Ayatollah Hossein Ali Montazeri, whose statement appeared in the moderate daily Khordad, called for a "deep and complete purge of the (Intelligence Ministry) personnel."
"This purge is an immediate necessity and should not be delayed. This action will regain the people's confidence," said Montazeri , who has often complained about police pressures.
He was echoing demands by backers of moderate President Mohammad Khatami who have called for the resignation of Intelligence Minister Qorbanali Dorri Najafabadi after his ministry revealed last week that some of its agents were among those arrested for a recent spate of killing of dissidents.
Montazeri, a 76-year-old senior Shi'ite Muslim cleric, has lived under house arrest since he publicly criticized Iranian supreme leader Ayatollah Ali Khamenei in 1997.
The demands followed press reports that Khatami might take over the running of the ministry, ousting Dorri Najafabadi, a conservative minister imposed on the reformist president by powerful conservatives when he formed his cabinet in 1997.
Meanwhile a shadowy hard-line group hailed the killings and blasted the arrests, saying "brothers and dedicated friends" were targeted and vowing to take revenge.
"The Devotees of Pure Mohammedan Islam ... are determined this time to block with full force the main source of this sinister plot and extensive hypocrisy," the daily Hamshahri Sunday quoted the secret group as saying in a faxed statement.
It was not clear if the remarks were a threat against Khatami, who spearheaded the probe into the murders of a husband-and-wife team of dissidents and two secularist authors.
A third writer was found dead under mysterious circumstances and a fourth is presumed dead after going missing in August.
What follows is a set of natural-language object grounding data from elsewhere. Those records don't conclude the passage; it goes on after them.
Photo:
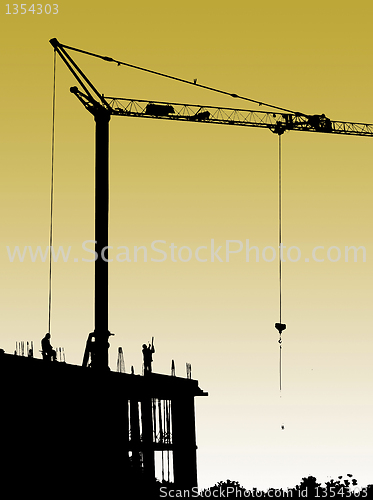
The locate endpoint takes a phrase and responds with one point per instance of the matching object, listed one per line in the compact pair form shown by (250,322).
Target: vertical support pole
(184,442)
(101,358)
(147,438)
(135,435)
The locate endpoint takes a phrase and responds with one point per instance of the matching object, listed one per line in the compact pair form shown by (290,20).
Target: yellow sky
(188,184)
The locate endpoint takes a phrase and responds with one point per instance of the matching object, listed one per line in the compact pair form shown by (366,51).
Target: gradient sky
(187,184)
Little is known of the Devotees group, which has claimed an attack with sticks and iron bars in November on a busload of U.S. bus inessmen visiting Iran as tourists. No one was hurt.
The hard-line daily Kayhan Monday rejected the widely held view that hard-liners were behind the killings. It quoted Ruhollah Hosseinian, the head of a state archives center, as saying the arrested secret agents were supporters of Khatami.
Conservatives have rushed to Dorri Najafabadi's defense after Khamenei, who outranks Khatami, last week voiced support for the intelligence minister and his colleagues and said the killings were part of a foreign plot."